Бессонка резко обернулась и посмотрела на своего собеседника. Она пыталась принять свой обычный равнодушный вид, но у неё плохо получалось. На лице Ковалевской читались стеснение, недовольство и ещё что-то, что она пыталась скрыть более тщательно, чем это.
— Ты плакала? — шёпотом спросил Вася, аккуратно проведя рукой сначала по плечу, а потом по предплечью Инны.
— Нет, — ответила бессонка, как только могла холодно. Впрочем, её щёки выдавали всё, пылая бледным румянцем…
— Я очень хочу тебе помочь, — сказал тогда тихо Воронцов, дотронувшись до лба Инны и убрав с него белые кудри, — Поверь, то что говорил этот Пьетр — полный вздор.

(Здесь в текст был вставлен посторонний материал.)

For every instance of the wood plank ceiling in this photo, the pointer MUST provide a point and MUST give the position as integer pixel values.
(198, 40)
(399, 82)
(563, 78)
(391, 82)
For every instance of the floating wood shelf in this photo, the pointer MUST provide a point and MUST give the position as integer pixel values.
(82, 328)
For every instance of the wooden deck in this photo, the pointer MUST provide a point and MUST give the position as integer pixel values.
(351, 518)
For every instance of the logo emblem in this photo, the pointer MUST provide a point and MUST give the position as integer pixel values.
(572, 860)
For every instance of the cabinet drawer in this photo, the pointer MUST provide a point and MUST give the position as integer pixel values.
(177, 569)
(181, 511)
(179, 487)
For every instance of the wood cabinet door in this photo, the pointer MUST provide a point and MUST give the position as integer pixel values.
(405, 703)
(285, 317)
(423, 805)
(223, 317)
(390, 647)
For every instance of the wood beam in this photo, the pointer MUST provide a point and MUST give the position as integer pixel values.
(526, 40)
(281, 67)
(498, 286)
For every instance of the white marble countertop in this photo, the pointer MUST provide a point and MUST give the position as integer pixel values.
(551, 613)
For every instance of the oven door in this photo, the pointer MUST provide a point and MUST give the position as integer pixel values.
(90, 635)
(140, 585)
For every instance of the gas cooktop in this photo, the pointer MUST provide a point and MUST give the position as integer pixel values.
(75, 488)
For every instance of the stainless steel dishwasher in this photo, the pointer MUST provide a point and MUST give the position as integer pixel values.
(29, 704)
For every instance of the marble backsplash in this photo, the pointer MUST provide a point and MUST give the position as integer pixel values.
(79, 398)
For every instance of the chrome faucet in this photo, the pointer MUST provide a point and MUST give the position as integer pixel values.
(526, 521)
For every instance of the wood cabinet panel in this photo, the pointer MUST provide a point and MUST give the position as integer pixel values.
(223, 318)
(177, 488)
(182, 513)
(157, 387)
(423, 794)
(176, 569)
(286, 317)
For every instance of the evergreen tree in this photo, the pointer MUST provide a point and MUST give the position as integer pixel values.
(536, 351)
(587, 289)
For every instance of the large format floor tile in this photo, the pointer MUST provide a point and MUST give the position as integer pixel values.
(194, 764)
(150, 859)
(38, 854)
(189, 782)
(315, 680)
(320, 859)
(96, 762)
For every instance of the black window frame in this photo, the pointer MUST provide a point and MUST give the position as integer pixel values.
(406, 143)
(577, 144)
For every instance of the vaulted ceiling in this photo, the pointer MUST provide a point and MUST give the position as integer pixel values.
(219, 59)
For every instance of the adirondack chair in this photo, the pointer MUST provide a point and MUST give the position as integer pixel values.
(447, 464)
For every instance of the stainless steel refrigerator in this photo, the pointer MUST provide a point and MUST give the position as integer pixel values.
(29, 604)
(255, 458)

— Нет… — снова сказала бессонка, поднявшись на софе.
— Я ведь вижу, что ты ко мне неравнодушна, — продолжал шпион с лукавой улыбкой, — Почему же ты так стесняешься своих чувств? Тебе ведь самой плохо. Ты держишь всё в себе. Так нельзя.
— Нет… — Инна тяжело вздохнула, собрав все свои внутренние силы, чтобы не разрыдаться, — Нет… — она зажмурилась.
Шпион ничего не ответил ей на это. Он поцеловал её… В губы… Она так устала, что не сопротивлялась.
Инна понимала, что для него она просто игрушка. Понимала, что всё же влюблена в него. Что влюблена в него сильно…
Поцелуй мог бы получиться долгим, но Инна всё же нашла в себе силы и осторожно оттолкнула от себя собеседника.
— Ну вот, — сказал он с досадной улыбкой, — Было ведь так хорошо…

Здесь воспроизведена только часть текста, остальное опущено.